Gerhard Herzberg was born in Hamburg, Germany, on December 25, 1904. He received his early training in Hamburg and subsequently studied physics at the Darmstadt Institute of Technology where, in 1928, he obtained his Dr. Ing. degree. For the next two years he did post-doctoral work at the University of Göttingen and the University of Bristol. In 1930, he was appointed lecturer and senior assistant in the Physics Department of the Darmstadt Institute of Technology.
In August 1935, Herzberg was forced to leave Germany as a refugee and took up a guest professorship at the University of Saskatchewan, Saskatoon, Canada. A few months later he was appointed research professor of physics, a position he held until 1945. From 1945 to 1948 Herzberg was professor of spectroscopy at the Yerkes Observatory at the University of Chicago. He returned to Canada in 1948 and was made principal research officer and shortly afterwards director of the Division of Physics at the National Research Council. In 1955, after the division had been reorganized into two subgroups—a pure and an applied physics group, Herzberg remained director of the Division of Pure Physics, a position which he held until 1969 when he was appointed Distinguished Research Scientist in the recombined Division of Physics.
Herzberg contributed many new ideas to the field of atomic and molecular spectroscopy. He and his associates determined the structures of a large number of diatomic and polyatomic molecules, including the structures of many free radicals difficult to determine in any other way (among others, those of free methyl and methylene).

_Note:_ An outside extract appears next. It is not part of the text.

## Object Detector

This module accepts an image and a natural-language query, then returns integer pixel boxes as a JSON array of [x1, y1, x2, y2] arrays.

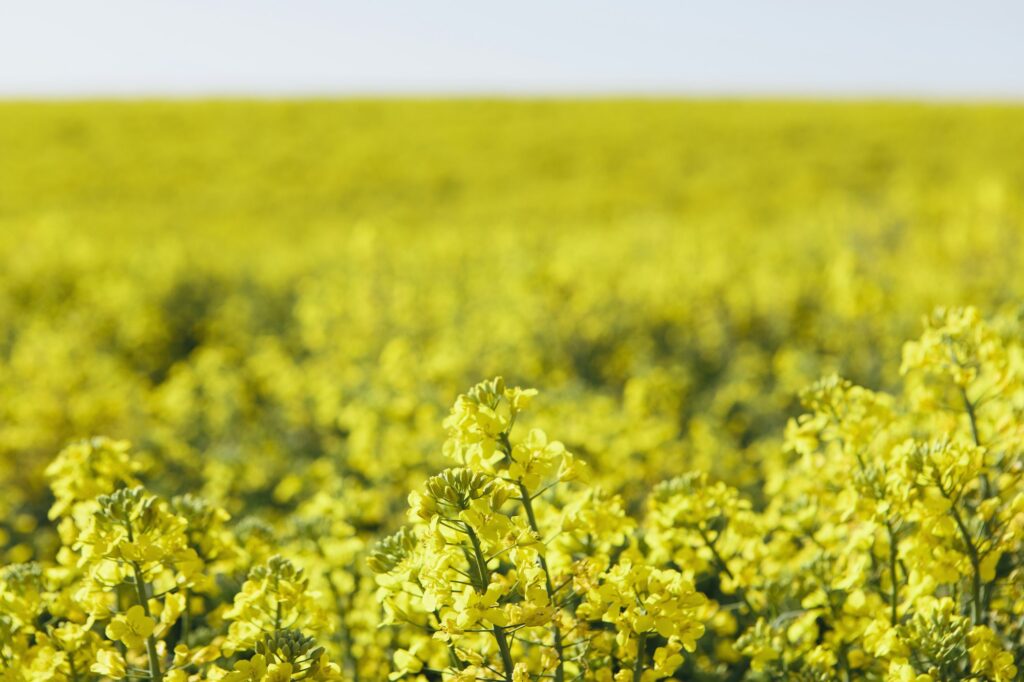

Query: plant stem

Herzberg applied these spectroscopic studies to the identification of certain molecules in planetary atmospheres, in comets, and in interstellar space.
Active in promoting the field of spectroscopy, Herzberg served as president or vice president of several international commissions dealing with spectroscopy. He was also vice president of the International Union of Pure and Applied Physics from 1957 to 1963. He was president of the Canadian Association of Physicists and president of the Royal Society of Canada.
Herzberg received numerous honors for his work over his lifetime. These include: the Nobel Prize in Chemistry, Fellow of the Royal Society of Canada and of the Royal Society of London; Bakerian Lecturer of the Royal Society of London; Royal Medal from the Society; George Fischer Baker Non-Resident Lecturer in Chemistry at Cornell University and Faraday Medalist, OSA’s Frederic Ives Prize, and Lecturer of the Chemical Society of London. He was an honorary member or Fellow of a number of scientific societies, including the American Academy of Arts and Sciences, OSA, and the Chemical Society. He was also a Foreign Associate of the U.S. National Academy of Sciences and a member of the Pontifical Academy of Sciences. He was a Companion of the Order of Canada.
Gerhard Herzberg died on 3 March 1999.